The ocean is home to the majority of species living on our planet. It provides more than 60% of “ecosystem services” that allow us to live, starting with the production of most of our oxygen, and climate regulation: in the last half century, the ocean has absorbed 93% of the excess heat linked to the increase in the greenhouse effect.

The ocean is a prerequisite for the possibility of life on Earth. It is endangered, however, by the overexploitation of resources, pollution and increasing CO2 absorption. Global warming, acidification, dead zones, harmful algal blooms and ecosystem degradation are phenomena that reflect the impact of human activities on the ocean.

This year, the discovery in the Gulf of Oman of a new “dead zone” which is larger than Scotland and still growing, highlighted the phenomenon that occurs when marine life becomes asphyxiated in ocean areas with drastically low levels of oxygen. This plight comes on top of overfishing and pollution, particularly that caused by plastic waste, which is dumped into the ocean at the rate of one lorry load per minute, entering our food web. This has major implications for food security. Part of this waste is concentrated in ocean areas called gyres, caused by circulating ocean currents.

There are, nonetheless, solutions to combat such disasters. In places where destruction has ceased, life has returned. The marine environment can demonstrate resilience if we allow it to recover from anthropogenic stresses through good management of its ecosystems.

With the aim of encouraging international scientific collaboration to address such challenges, on 5 December 2017, the United Nations General Assembly proclaimed the Decade of Ocean Science for Sustainable Development (2021-2030). The UNESCO Intergovernmental Oceanographic Commission (IOC) has been mandated to coordinate its preparation and implementation.

In line with the 2030 Agenda and its Sustainable Development Goal on the conservation and sustainable use of the ocean, this Decade will be a unique opportunity to mobilize all stakeholders around a common agenda of research and technological innovation to gain a better understanding of the factors affecting this resource, their consequences, and to provide the best responses.

This goal requires up to the mark investment.
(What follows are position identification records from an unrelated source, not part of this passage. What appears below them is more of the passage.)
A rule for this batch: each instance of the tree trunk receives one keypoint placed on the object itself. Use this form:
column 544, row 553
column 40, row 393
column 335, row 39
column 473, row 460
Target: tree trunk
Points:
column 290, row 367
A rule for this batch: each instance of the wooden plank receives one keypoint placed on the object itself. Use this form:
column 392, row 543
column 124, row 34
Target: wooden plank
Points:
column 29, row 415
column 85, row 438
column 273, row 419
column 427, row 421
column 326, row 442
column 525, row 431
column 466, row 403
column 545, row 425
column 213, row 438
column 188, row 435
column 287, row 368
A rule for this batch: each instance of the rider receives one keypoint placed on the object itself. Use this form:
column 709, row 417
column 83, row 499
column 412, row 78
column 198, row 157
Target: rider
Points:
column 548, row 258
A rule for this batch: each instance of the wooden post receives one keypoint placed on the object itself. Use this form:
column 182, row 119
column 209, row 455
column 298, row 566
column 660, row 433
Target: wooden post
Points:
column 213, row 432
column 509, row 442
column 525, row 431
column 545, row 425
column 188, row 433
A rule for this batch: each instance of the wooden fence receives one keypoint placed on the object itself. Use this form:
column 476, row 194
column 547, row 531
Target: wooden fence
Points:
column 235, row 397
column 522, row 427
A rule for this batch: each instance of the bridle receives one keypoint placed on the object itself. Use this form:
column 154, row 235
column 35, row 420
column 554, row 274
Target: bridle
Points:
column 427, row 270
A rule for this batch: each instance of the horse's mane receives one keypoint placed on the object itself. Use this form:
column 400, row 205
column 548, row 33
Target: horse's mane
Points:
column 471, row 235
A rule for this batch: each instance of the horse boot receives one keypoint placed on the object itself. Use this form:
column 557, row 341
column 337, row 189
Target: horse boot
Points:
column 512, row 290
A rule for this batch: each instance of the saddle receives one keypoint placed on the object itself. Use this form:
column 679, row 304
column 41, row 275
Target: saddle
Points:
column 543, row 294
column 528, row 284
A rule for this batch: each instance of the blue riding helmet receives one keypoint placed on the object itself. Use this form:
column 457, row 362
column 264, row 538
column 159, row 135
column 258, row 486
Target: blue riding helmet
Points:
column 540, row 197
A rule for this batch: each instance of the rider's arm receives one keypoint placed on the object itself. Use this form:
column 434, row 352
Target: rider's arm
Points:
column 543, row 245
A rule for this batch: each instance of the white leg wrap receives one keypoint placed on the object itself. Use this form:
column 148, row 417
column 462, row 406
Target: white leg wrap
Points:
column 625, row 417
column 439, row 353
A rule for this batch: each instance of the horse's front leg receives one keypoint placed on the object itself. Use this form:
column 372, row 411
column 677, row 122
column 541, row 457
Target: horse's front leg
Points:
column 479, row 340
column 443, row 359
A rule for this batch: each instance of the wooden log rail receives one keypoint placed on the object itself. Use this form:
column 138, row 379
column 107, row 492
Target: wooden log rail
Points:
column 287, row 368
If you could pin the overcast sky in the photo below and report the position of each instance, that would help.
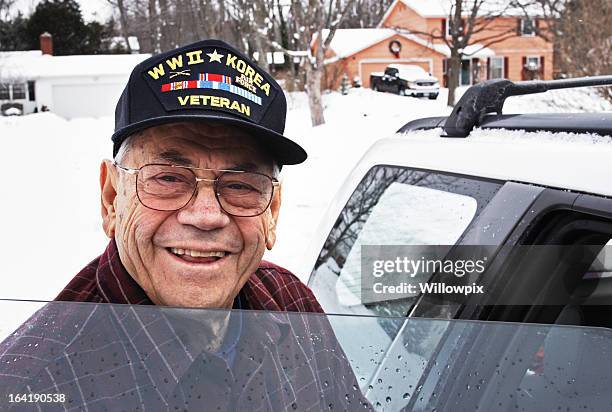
(92, 9)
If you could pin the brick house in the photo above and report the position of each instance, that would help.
(401, 37)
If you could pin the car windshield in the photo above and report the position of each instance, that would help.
(101, 356)
(410, 71)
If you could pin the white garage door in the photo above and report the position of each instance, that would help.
(85, 100)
According to the Global Ocean Science Report published in 2017, it currently represents only 4.5% of the public funding allocated to natural sciences at the global level. We cannot sit back and allow this situation to continue.

No country alone is capable of measuring changes in the ocean, nor of cleaning and protecting it. Through international cooperation, technology transfer and knowledge sharing, we can succeed in developing environmentally friendly policies that promote sustainable growth based on the ocean.

On this World Oceans Day, UNESCO invites Member States, the scientific community, civil society and the private sector to join forces, following the maxim of the Japanese writer Ryūnosuke Akutagawa: “Individually, we are one drop. Together, we are an ocean.”